Man wacht auf... Völlig appart liegt man zusammengekauert auf seinem Bett und zieht das Resumé. Semesterferien seit einer Woche vorbei, kaum eine Prüfung bestanden, weil bei fast allen nicht anwesend, Drogenanteil im Blut viel zu hoch, Wohnung erstickt im Dreck, Konto leer, Gefühlslage nicht fassbar, die letzten zwei Monate in trüben dichten Nebel gehüllt.
Keine Kraft für Konsequenzen, weil keinen Glauben mehr daran.
So lange wie irgend möglich wird die Wahrheit ausgeblendet, zu schmerzhaft das Eingestehen. Vermeindlich notgedrungen fristet man noch immer mit einem Bein im Dämmerzustand, versucht hier und da schönzureden, was nicht schönzureden ist, wohlwissend dass der nächste Schritt zwangsläufig einen Schlag ins Gesicht bedeutet, von dem man nicht sicher ist, ob man ihn nocheinmal einstecken kann. Wieder von vorne anfangen? Das ganze scheiß Spiel nochmal spielen?

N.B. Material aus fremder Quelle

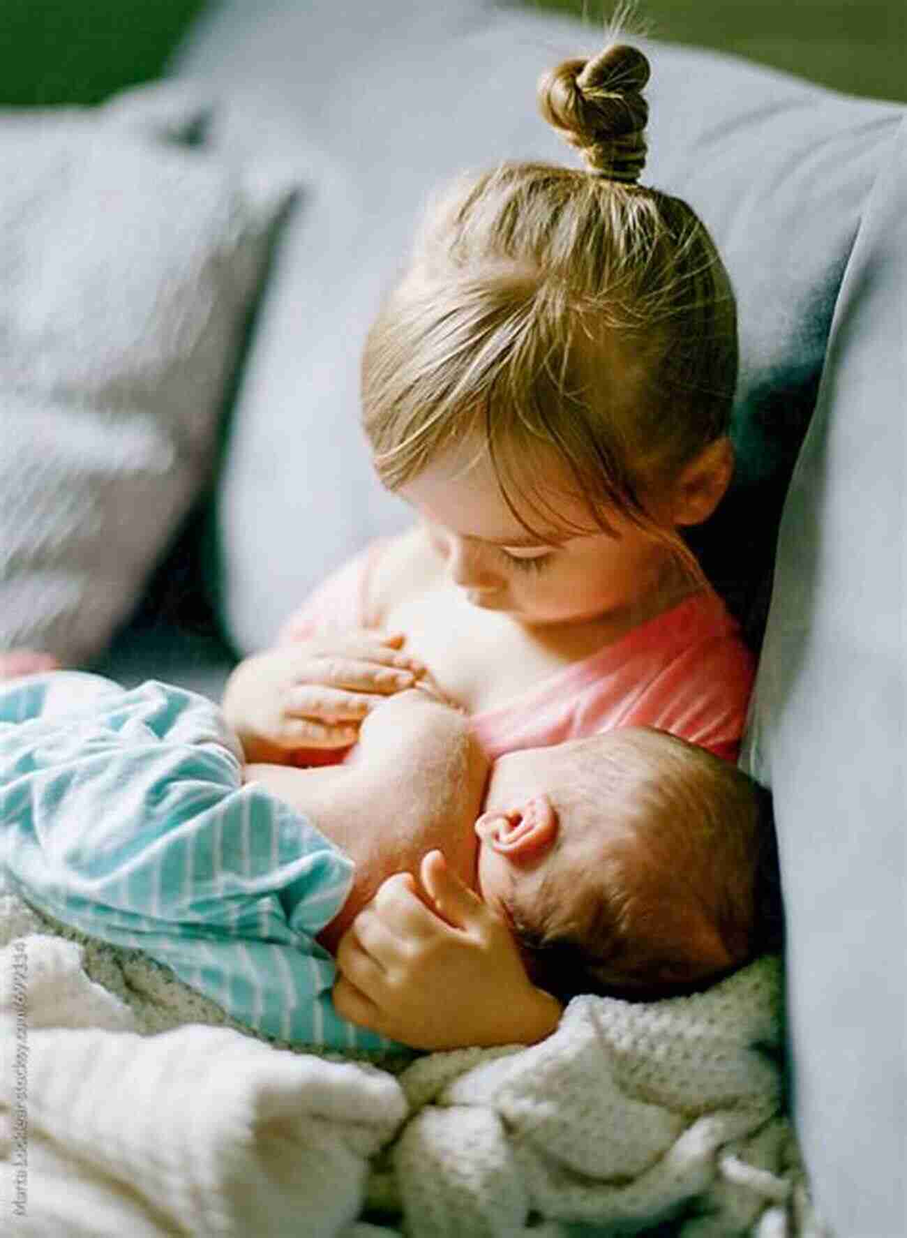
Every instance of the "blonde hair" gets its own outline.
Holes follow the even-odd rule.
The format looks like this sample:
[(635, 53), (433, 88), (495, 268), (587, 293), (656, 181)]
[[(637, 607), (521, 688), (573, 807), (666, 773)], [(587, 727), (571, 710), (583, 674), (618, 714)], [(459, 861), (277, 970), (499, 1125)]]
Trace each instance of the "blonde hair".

Und selbst wenn, mit welchen Erfolgsaussichten?
Was tun wenn Konsequenz und Resignation früher oder später immer wieder bei dem selben Punkt enden?
Da steht man nun, irgendwo zwischen Lachen und Weinen, und weiß was man zu tun hat.

Der Geist ist willig, der Geist ist schwach.
Und "verweile doch, du bist so schön" ist wirklich nicht drin.